On November 26, 2014, the Oregon Court of Appeals decided that the state agency’s attempt to expand estate recovery (where the state goes after the resources of a Medicaid recipient after such person’s death) was improper. Oregon had amended its rules so that the state could not only go after the Medicaid recipient’s assets after such recipient’s death, but it could also go after assets the Medicaid recipient had conveyed to his or her spouse or others within five years of the Medicaid application or any time thereafter. The court ruled that the state agency exceeded its statutory authority under federal law since the state attempted to go after assets of which the Medicaid recipient had no legal interest at the time of his or her death – which is beyond what federal law permitted.
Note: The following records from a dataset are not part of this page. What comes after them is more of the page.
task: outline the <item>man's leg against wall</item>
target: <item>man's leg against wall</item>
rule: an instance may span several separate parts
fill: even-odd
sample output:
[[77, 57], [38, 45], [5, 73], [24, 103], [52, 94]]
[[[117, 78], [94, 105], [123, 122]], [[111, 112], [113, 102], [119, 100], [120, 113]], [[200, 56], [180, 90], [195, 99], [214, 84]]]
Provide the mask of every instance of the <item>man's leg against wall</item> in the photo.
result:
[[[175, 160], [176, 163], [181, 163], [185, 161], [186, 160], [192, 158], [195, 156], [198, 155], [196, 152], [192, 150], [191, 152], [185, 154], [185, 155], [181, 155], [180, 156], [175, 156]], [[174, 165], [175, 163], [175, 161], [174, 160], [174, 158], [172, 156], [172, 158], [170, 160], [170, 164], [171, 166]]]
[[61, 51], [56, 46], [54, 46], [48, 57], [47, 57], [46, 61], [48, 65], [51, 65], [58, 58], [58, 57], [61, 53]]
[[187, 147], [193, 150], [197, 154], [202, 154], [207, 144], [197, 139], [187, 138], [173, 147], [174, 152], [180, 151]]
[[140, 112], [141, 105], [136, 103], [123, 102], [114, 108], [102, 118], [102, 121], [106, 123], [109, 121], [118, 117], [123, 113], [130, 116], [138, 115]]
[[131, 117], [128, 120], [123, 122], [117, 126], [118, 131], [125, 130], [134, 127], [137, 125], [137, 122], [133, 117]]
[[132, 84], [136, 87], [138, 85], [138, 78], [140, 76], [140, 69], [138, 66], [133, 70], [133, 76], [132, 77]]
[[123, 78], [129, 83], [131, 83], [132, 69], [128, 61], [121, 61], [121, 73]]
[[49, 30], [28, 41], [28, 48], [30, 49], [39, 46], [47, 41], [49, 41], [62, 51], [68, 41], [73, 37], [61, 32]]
Oregon’s attempt to change the rules shows a clear lack of understanding of basic Medicaid rules since one of the elementary rules that has been in existence since 1988 (at the passage of the Medicare Catastrophic Act) was to prevent spousal impoverishment as before that time spouses were choosing divorce rather than risk impoverishment. Furthermore, federal law permits the transfer of resources from the institutionalized spouse to the community spouse since the state looks at the resources of both when there is an application for Medicaid. It should be mentioned that one of the planning techniques sometimes used by elder law attorneys is to transfer assets to the community (well) spouse and then revise the community spouse’s will (such as having the assets pass by a special needs trust instead of outright) to prevent potential loss of Medicaid eligibility (so that the assets don’t go directly to the ill spouse which would otherwise be a countable resource subject to spend down since Medicaid is “means” tested).